Поверив, мы отвели ее под дерево, где в холодке оставили птицу.

— Ой, какая красивая! — в изумлении всплеснула руками тетя Тамара, — она наклонилась, взяла ее и стала разглядывать. Потом подняла ее раненое крыло, увидела кровь, червей, на нее пахнул тяжелый запах гниения. — Фу, — гадость какая! — воскликнула она с отвращением, — ее надо немедленно выбросить!
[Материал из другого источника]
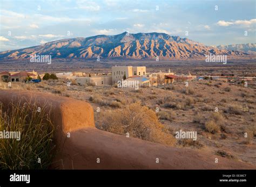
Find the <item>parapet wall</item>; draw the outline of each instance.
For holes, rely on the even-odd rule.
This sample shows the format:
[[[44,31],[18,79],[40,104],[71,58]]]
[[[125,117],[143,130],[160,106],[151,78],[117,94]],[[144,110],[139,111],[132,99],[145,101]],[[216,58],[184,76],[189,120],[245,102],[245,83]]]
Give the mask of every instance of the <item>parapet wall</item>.
[[[36,101],[53,107],[52,120],[58,136],[53,169],[256,169],[254,166],[202,151],[166,146],[98,130],[93,108],[85,102],[51,94],[0,90],[0,102],[8,105],[18,101]]]

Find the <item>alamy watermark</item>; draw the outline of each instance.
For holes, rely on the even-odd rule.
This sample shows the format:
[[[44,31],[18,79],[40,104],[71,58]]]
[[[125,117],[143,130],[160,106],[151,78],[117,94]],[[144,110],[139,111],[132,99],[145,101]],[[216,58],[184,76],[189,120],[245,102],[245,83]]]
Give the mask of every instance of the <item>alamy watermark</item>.
[[[197,139],[197,133],[196,131],[182,131],[180,130],[179,131],[175,132],[175,138],[177,139],[192,139],[193,140],[196,141]]]
[[[17,141],[21,140],[20,131],[0,131],[0,139],[13,139]]]
[[[227,63],[227,55],[215,55],[210,54],[210,55],[205,55],[206,62],[222,62],[224,64]]]
[[[136,90],[138,90],[139,87],[139,81],[129,81],[122,80],[117,81],[118,88],[134,88]]]
[[[47,64],[51,64],[51,55],[39,55],[35,53],[30,55],[30,62],[47,62]]]

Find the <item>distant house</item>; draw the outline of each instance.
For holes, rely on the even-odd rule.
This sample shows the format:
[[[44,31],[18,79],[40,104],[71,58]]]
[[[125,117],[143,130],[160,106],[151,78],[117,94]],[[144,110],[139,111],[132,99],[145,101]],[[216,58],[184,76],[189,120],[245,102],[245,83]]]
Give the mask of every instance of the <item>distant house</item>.
[[[0,73],[0,82],[9,82],[11,74],[8,71]]]
[[[125,80],[127,81],[136,81],[140,87],[150,87],[150,80],[138,75],[132,76]]]
[[[32,78],[37,78],[37,75],[26,71],[21,71],[11,75],[10,81],[11,82],[23,82],[25,81],[28,77],[31,77]]]

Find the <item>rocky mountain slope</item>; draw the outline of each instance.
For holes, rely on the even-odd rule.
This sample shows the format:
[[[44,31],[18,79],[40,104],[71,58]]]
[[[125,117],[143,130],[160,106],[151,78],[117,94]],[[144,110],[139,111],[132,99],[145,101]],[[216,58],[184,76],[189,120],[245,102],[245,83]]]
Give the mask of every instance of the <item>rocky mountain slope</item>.
[[[187,38],[165,33],[99,35],[65,39],[40,46],[0,52],[0,60],[29,59],[31,55],[51,55],[52,58],[96,59],[121,57],[131,59],[186,60],[204,58],[210,53],[240,56],[247,53],[210,47]]]
[[[256,44],[220,45],[217,47],[221,50],[240,51],[247,53],[256,52]]]

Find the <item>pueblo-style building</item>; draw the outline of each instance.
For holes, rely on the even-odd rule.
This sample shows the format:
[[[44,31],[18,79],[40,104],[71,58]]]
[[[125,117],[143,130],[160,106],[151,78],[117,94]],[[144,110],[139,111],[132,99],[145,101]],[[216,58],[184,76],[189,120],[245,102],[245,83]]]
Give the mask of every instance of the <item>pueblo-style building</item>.
[[[0,82],[24,82],[28,77],[36,78],[37,74],[33,71],[32,73],[26,71],[0,73]]]

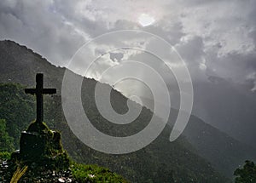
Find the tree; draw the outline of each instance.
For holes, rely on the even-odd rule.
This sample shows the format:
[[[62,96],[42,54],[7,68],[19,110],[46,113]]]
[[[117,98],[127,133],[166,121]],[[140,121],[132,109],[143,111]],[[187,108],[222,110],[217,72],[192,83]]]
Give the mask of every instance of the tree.
[[[0,119],[0,152],[12,152],[14,149],[14,139],[6,131],[6,121]]]
[[[241,169],[237,169],[234,172],[236,183],[255,183],[256,182],[256,165],[249,160],[245,161],[245,165]]]

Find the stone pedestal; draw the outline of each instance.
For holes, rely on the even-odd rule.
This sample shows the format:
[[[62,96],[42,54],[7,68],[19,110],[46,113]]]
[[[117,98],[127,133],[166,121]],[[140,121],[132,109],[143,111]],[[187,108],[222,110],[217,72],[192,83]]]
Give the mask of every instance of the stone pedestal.
[[[49,169],[69,167],[68,157],[61,146],[61,134],[49,129],[43,123],[34,122],[21,133],[20,152],[13,153],[12,159]]]

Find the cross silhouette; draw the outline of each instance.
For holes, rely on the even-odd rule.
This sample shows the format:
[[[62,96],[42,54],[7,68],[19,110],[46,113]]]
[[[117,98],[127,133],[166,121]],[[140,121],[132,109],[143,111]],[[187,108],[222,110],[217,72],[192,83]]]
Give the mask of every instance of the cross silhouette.
[[[38,73],[36,77],[36,89],[26,89],[26,94],[36,94],[37,97],[37,121],[36,123],[43,123],[44,107],[43,94],[56,94],[56,89],[44,89],[44,74]]]

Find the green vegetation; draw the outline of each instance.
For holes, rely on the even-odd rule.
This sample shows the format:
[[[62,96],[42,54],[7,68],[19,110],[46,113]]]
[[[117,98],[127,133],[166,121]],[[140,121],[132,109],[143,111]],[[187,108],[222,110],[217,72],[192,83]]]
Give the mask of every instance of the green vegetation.
[[[234,175],[236,183],[255,183],[256,165],[253,162],[247,160],[241,169],[236,169]]]
[[[10,183],[17,183],[26,170],[27,166],[23,167],[21,169],[20,167],[18,167],[10,180]]]
[[[14,138],[6,131],[6,121],[0,119],[0,152],[13,152],[14,149]]]
[[[10,159],[11,153],[9,152],[0,152],[0,159]]]
[[[71,169],[73,175],[80,183],[127,182],[120,175],[111,172],[108,169],[99,167],[97,165],[85,165],[74,163]]]

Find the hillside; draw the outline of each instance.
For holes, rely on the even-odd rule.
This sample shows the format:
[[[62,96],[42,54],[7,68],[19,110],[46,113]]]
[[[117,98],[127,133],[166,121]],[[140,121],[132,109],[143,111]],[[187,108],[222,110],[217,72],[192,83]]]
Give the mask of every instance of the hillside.
[[[0,42],[0,61],[1,83],[12,82],[33,86],[36,73],[44,72],[45,86],[57,88],[58,94],[60,94],[64,69],[50,65],[46,60],[26,47],[10,41]],[[147,125],[153,114],[145,107],[129,129],[125,125],[120,128],[106,122],[99,115],[93,101],[92,94],[94,94],[96,83],[96,81],[93,79],[84,78],[82,94],[84,95],[82,99],[85,112],[90,118],[93,119],[93,124],[96,128],[110,134],[124,133],[124,131],[125,134],[127,133],[129,134]],[[5,85],[3,84],[3,86]],[[105,84],[105,87],[109,86]],[[19,91],[20,92],[23,88],[21,86]],[[116,90],[112,91],[111,99],[113,108],[120,110],[120,112],[125,112],[127,99]],[[65,149],[77,161],[109,167],[111,170],[118,172],[132,182],[170,182],[172,179],[176,182],[228,182],[212,168],[210,163],[190,149],[191,145],[183,137],[171,143],[168,140],[171,131],[169,126],[166,126],[152,144],[138,152],[125,155],[104,154],[84,146],[73,135],[61,112],[60,96],[49,97],[45,100],[45,122],[50,127],[61,130]],[[1,117],[8,119],[9,115],[15,116],[15,114],[16,111],[14,109],[13,113],[6,112]],[[15,116],[15,118],[19,118],[19,116]],[[30,120],[29,118],[24,119],[22,123],[29,123]],[[7,123],[10,127],[18,122],[7,120]],[[13,135],[11,132],[9,134]]]

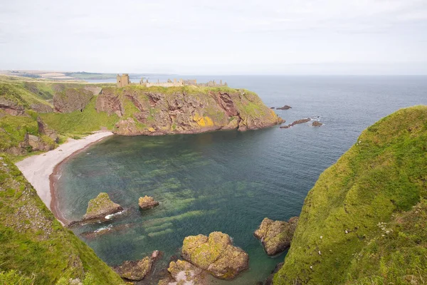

— Отдай, отдай, — жалобно заныли мы хором, — мы ее вылечим!

— И не подумаю, еще заразу какую подхватите! – она оттолкнула наши руки и куда-то, сама еще не решив, направилась.

— Отдай! – закричали мы, — хватая ее за подол платья и изо всех сил стараясь удержать, — она наша, мы ее спасем!

И тогда тетя Тамара, которая из-за своей полноты и осознания того, что она жена майора, обычно ходившая медленно и важно, здесь резко оттолкнув нас, ускорила шаги, а потом побежала в сторону уборной. Все произошло в одно мгновение: она повернула щеколду, рванула дверцу и бросила птицу в дырку сидения.

— Всякую инфекцию в дом носят! Идите мыть руки, что я вам сказала?! — и, еще тяжело дыша от непривычного бега, вспотевшая и красная, не торопясь отправилась к рукомойнику.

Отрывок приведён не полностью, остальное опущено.